L-TWOO Technology Co based in Zhuhai, Guangdong Province, is one of them. The company won an innovation prize at the 2016 China International Bicycle Expo held in Shanghai for its gear change system. According to Chinese media reports, this derailleur accounts for 1-2 percent share of the global market. Though a small figure, it was a breakthrough for domestic brands.  

Others are focusing their R&D on lighter, more portable carbon-fiber bicycle frames. A decade ago, China did not have a mature carbon fiber production line. Since then, Pardus took the lead after their parent company Taishan Sports Industry Group based in Shandong Province became the biggest sports equipment supplier of the 2008 Beijing Olympic Games.  

According to Huang Haiqing, Pardus’s R&D director, the brand first focused on bicycles for professional competitions and then spent seven years researching how to alter these bikes for leisure cyclists.  

SEKA’s Liu Zhiquan told NewsChina that his company began to cooperate with a manufacturer for mid- to high-end carbon fiber bicycles in 2016.  

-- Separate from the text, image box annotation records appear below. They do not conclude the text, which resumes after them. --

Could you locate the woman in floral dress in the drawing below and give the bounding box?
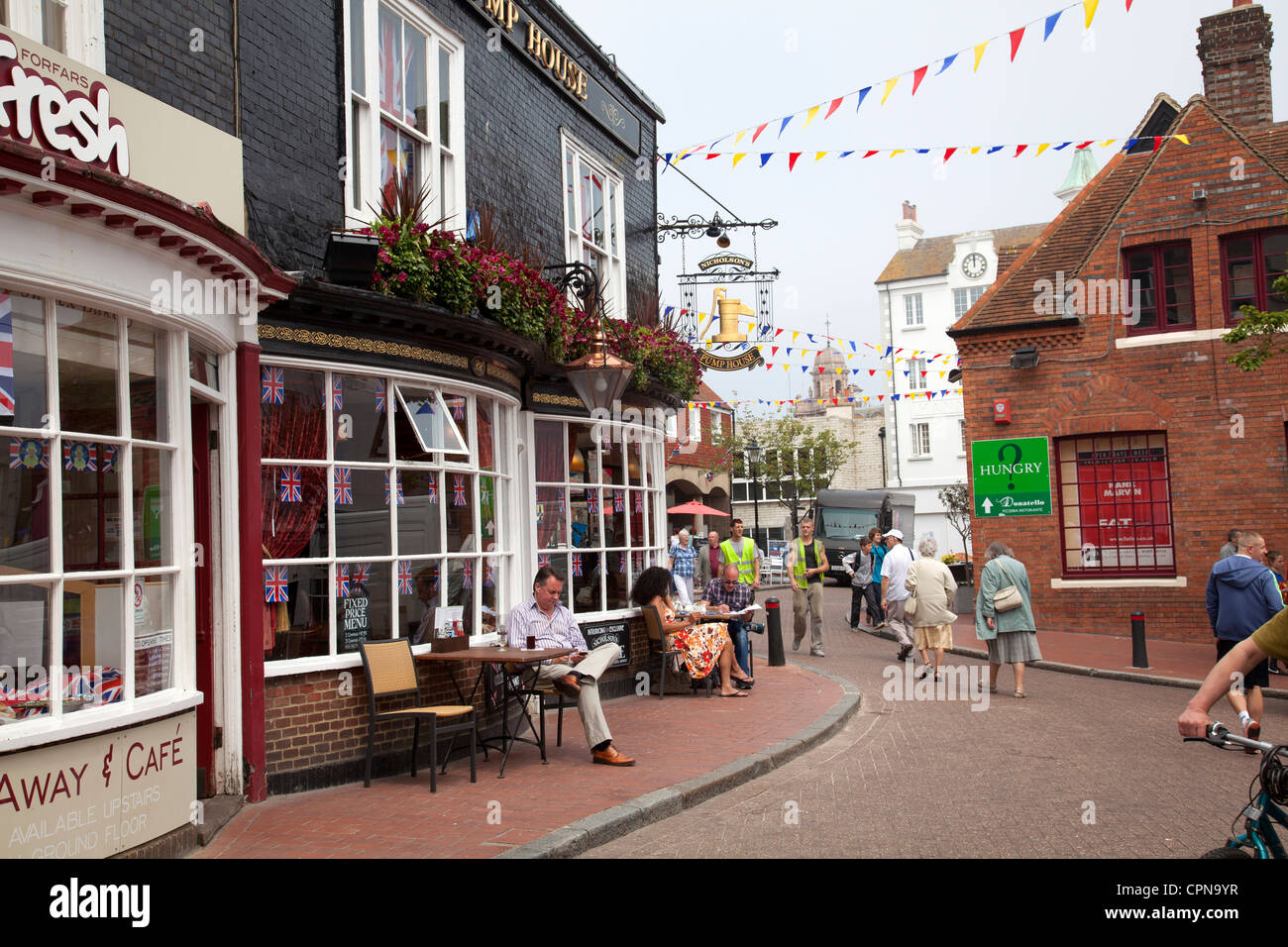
[631,566,751,697]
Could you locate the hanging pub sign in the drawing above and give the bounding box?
[473,0,641,155]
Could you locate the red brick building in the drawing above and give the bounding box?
[949,3,1288,640]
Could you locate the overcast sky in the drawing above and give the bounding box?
[561,0,1288,399]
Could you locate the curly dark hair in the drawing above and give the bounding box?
[631,566,671,607]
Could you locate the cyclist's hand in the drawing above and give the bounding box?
[1176,706,1212,737]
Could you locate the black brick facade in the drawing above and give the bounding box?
[106,0,657,292]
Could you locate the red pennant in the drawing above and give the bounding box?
[1012,26,1024,61]
[912,65,930,95]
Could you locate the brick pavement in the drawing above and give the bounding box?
[196,659,842,858]
[589,587,1288,858]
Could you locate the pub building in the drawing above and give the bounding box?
[949,3,1288,644]
[0,0,683,856]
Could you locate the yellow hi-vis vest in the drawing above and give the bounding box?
[720,536,756,585]
[793,539,823,588]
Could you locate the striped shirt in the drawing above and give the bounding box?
[505,595,588,651]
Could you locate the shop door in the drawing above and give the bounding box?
[192,402,216,798]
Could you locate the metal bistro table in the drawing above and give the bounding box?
[416,648,577,780]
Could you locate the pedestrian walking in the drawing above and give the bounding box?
[1206,530,1284,753]
[881,530,912,661]
[975,543,1042,697]
[787,517,828,657]
[903,536,957,682]
[841,536,876,631]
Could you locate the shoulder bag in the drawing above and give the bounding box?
[993,563,1024,612]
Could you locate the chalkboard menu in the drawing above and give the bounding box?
[581,621,631,668]
[335,595,371,652]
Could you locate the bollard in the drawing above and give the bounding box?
[765,598,787,668]
[1130,612,1149,668]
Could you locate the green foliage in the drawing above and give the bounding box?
[1221,273,1288,371]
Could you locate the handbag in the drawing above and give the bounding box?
[993,563,1024,612]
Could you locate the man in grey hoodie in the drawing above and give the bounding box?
[1207,531,1284,753]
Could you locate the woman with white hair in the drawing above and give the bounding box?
[975,543,1042,697]
[903,535,957,681]
[670,530,698,605]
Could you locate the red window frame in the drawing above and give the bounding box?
[1055,430,1176,579]
[1221,227,1288,326]
[1120,241,1197,335]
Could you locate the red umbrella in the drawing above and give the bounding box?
[667,500,729,517]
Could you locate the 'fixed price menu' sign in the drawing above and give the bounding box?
[970,437,1051,517]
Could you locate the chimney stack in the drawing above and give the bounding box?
[1198,0,1275,128]
[894,201,924,250]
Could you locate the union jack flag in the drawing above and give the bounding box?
[349,562,371,592]
[278,467,304,502]
[63,441,98,473]
[385,471,403,506]
[331,467,353,506]
[265,566,287,601]
[259,366,286,404]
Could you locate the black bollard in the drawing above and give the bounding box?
[765,598,787,668]
[1130,612,1149,668]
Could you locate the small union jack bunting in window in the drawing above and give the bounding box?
[277,467,304,502]
[259,365,286,404]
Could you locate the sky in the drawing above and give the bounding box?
[561,0,1288,399]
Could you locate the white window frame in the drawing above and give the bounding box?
[0,0,106,72]
[559,129,626,320]
[344,0,467,231]
[903,292,926,327]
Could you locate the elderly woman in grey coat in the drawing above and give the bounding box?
[903,536,957,681]
[975,543,1042,697]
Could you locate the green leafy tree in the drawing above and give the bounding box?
[1221,273,1288,371]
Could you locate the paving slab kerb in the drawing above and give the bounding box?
[194,661,859,858]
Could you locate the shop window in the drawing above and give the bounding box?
[1221,231,1288,326]
[261,362,514,663]
[563,134,626,318]
[533,420,666,614]
[344,0,465,230]
[1127,244,1194,334]
[1056,433,1176,578]
[0,290,178,725]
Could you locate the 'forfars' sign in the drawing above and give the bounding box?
[0,34,130,177]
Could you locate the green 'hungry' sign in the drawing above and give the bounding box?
[970,437,1051,517]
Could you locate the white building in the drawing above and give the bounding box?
[876,202,1045,554]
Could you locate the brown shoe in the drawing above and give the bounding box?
[550,672,581,699]
[590,743,635,767]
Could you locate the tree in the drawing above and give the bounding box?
[939,483,974,559]
[721,416,859,532]
[1221,273,1288,371]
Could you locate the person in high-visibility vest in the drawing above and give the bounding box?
[720,519,760,588]
[787,518,828,657]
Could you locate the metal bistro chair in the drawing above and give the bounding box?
[362,638,478,792]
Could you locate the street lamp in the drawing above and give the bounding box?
[747,437,760,559]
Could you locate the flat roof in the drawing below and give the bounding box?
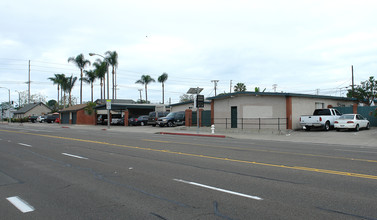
[207,92,357,101]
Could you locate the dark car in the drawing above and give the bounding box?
[129,115,149,126]
[156,111,185,127]
[148,112,169,127]
[45,114,59,123]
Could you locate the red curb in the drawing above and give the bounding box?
[160,132,226,138]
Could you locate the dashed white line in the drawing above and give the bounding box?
[173,179,263,200]
[7,196,35,213]
[18,143,32,147]
[62,153,88,160]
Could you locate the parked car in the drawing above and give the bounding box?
[29,115,38,123]
[300,108,342,131]
[111,117,124,125]
[37,115,47,123]
[148,112,169,127]
[334,114,370,131]
[156,111,185,127]
[45,114,60,123]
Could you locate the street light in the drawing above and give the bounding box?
[89,53,111,128]
[0,87,10,123]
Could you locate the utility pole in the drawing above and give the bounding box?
[211,80,219,96]
[272,84,278,92]
[351,65,355,97]
[27,60,31,104]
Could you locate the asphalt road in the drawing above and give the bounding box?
[0,125,377,220]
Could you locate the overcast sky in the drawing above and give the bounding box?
[0,0,377,103]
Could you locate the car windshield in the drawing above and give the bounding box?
[339,115,354,119]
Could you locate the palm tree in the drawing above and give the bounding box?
[234,83,246,92]
[93,59,107,99]
[60,74,68,108]
[105,51,118,99]
[65,75,77,106]
[83,70,97,102]
[68,54,90,104]
[135,75,156,103]
[157,73,168,104]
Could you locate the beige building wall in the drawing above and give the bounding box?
[214,95,286,129]
[292,97,354,129]
[170,103,211,112]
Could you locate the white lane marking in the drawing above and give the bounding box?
[18,143,31,147]
[173,179,263,200]
[62,153,88,160]
[7,196,35,213]
[335,149,377,154]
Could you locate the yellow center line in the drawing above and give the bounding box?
[142,139,377,163]
[0,130,377,180]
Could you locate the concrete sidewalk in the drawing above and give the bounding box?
[0,123,377,148]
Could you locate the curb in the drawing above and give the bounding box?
[158,132,226,138]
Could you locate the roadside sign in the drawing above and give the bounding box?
[106,99,111,110]
[196,95,204,108]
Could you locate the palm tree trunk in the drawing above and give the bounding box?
[80,69,82,104]
[162,83,165,104]
[58,84,60,109]
[100,78,103,99]
[103,77,106,99]
[90,82,93,102]
[113,66,115,99]
[145,84,148,104]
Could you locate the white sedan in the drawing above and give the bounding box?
[334,114,370,131]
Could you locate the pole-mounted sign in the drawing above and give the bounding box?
[196,95,204,108]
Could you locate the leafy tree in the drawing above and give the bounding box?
[347,76,377,106]
[135,75,156,102]
[105,51,118,99]
[157,73,168,104]
[68,54,90,104]
[234,83,246,92]
[83,70,97,102]
[179,94,195,102]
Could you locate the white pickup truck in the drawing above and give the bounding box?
[300,108,342,131]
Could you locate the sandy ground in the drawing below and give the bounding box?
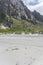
[0,34,43,65]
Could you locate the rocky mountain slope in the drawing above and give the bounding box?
[0,0,43,23]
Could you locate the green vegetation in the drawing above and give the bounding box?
[0,17,43,34]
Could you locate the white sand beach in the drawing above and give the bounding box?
[0,34,43,65]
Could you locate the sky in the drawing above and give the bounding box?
[23,0,43,15]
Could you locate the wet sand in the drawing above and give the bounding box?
[0,34,43,65]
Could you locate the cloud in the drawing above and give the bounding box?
[23,0,43,15]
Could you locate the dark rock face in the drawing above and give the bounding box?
[0,0,29,19]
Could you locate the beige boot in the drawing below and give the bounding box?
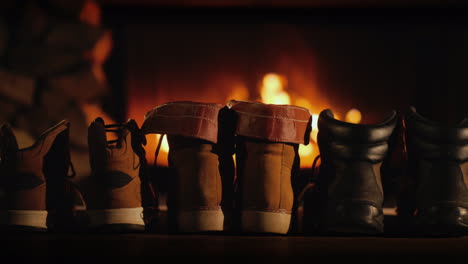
[86,118,146,231]
[142,102,224,232]
[228,101,311,234]
[0,120,73,231]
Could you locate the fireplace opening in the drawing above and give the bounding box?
[0,0,468,221]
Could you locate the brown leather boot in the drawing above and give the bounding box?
[142,102,224,232]
[0,120,73,230]
[86,118,146,231]
[228,101,312,234]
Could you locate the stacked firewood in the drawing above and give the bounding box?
[0,0,112,184]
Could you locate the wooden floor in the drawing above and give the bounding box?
[0,233,468,258]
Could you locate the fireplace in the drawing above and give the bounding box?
[103,1,468,171]
[0,0,468,221]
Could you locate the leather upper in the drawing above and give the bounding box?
[228,100,312,145]
[142,101,222,143]
[405,108,468,162]
[317,109,397,163]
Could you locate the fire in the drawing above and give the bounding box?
[156,134,169,153]
[345,108,362,124]
[260,73,318,167]
[260,73,291,104]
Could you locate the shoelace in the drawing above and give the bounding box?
[104,124,126,145]
[297,155,321,201]
[153,134,166,167]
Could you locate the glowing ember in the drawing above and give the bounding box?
[299,144,314,157]
[260,73,291,104]
[345,108,362,124]
[156,134,169,153]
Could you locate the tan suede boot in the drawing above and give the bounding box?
[0,120,73,231]
[86,118,146,231]
[142,102,224,232]
[228,101,311,234]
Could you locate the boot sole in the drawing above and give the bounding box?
[319,203,384,235]
[241,211,291,235]
[177,209,224,233]
[415,204,468,236]
[0,210,48,232]
[87,207,145,231]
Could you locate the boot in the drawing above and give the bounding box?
[0,120,77,231]
[86,118,146,232]
[304,109,397,234]
[398,108,468,235]
[142,102,224,232]
[228,101,312,234]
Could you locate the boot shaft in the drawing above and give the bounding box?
[87,118,146,209]
[317,110,397,207]
[142,101,225,232]
[0,121,70,210]
[405,108,468,210]
[236,138,299,213]
[168,136,222,210]
[228,101,312,234]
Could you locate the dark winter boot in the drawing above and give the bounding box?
[398,108,468,235]
[304,109,397,234]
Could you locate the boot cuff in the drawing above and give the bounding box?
[318,109,398,144]
[405,107,468,143]
[405,107,468,162]
[142,101,222,143]
[228,100,312,145]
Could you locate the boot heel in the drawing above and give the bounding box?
[88,207,145,231]
[324,203,384,234]
[416,204,468,236]
[0,210,47,231]
[241,211,291,235]
[178,209,224,233]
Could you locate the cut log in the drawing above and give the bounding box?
[46,66,107,101]
[7,43,87,76]
[46,22,105,52]
[0,69,36,106]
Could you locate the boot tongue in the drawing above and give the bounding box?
[459,117,468,126]
[0,124,19,160]
[88,118,107,170]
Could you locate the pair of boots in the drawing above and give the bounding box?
[0,118,155,231]
[303,108,468,235]
[142,101,311,234]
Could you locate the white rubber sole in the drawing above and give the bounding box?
[88,207,145,226]
[241,211,291,235]
[0,210,47,229]
[177,210,224,232]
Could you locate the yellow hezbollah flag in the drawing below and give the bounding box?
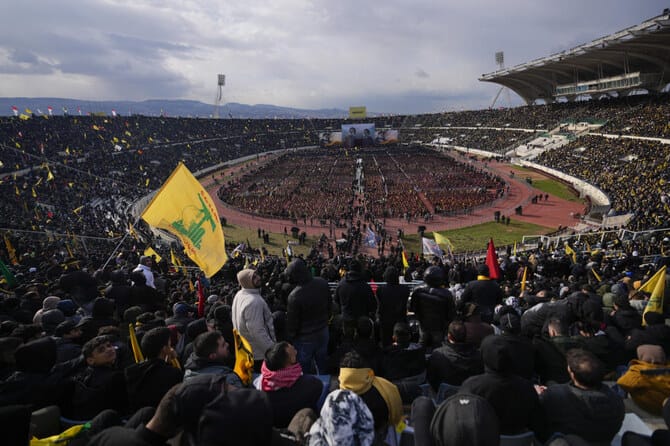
[144,246,163,263]
[640,266,666,325]
[433,232,454,251]
[142,163,228,277]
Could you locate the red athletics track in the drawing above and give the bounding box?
[200,153,585,251]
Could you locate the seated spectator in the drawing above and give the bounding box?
[184,331,242,387]
[54,320,81,364]
[0,337,65,410]
[307,390,375,446]
[426,321,484,392]
[617,345,670,415]
[256,341,323,428]
[64,336,128,420]
[533,318,581,384]
[498,307,535,380]
[463,304,494,348]
[540,349,625,446]
[339,352,403,438]
[626,311,670,356]
[459,336,543,435]
[412,394,500,446]
[379,322,426,384]
[124,327,182,411]
[377,266,409,347]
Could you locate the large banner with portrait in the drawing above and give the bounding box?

According to Liu Zhiquan, replica bicycles produced after patents have expired by original equipment manufacturers (OEM) – manufacturing products according to contract – or original design manufacturers (ODM) that design products to be rebranded and sold by others, are very popular among Chinese cyclists because of their lower prices. However, most of the OEM/ODM plants have little awareness of domestic consumer demands. For example, Asian people have different body shapes which will bring new demand for bicycles, and it is actually a good selling point for domestic brands to make a bicycle adapted to Asian people.  

In an interview with Chinese industrial analyst Equal Ocean, Biketo.com’s director He Zhaozhi talked about brand identity and culture, attributing people’s high loyalty to international brands to their years of brand building. Traditional brands like Phoenix and Forever, once an industry leader in the 1980s, have long lost brand recognition, let alone brand loyalty, among consumers. 

They are trying to make up for it. Media reported that at the end of 2020, Phoenix purchased two bicycle makers, one producing high-end bicycles and the other a parts maker, to help it gain a foothold in the high-end market. Flying Pigeon, which became trendy in the past few years, is attempting to distinguish itself by incorporating cultural concepts popular among young Chinese, such as playing on its vintage credentials.  

Domestic brands are also exploring e-bikes and smart bicycles that incorporate a certain amount of digital control, such as gear shifting. L-TWOO is testing its first-generation smart product and holds 100 patents. Although pessimists warn that international brands also have the same new technologies and are more experienced, domestic brands are willing to compete.  

“The rising market is definitely good for the revitalization of domestic brands, but no matter which route a brand takes, they need time to gain some brand influence... and both enterprises and customers should have more patience,” Wang Chunqing said.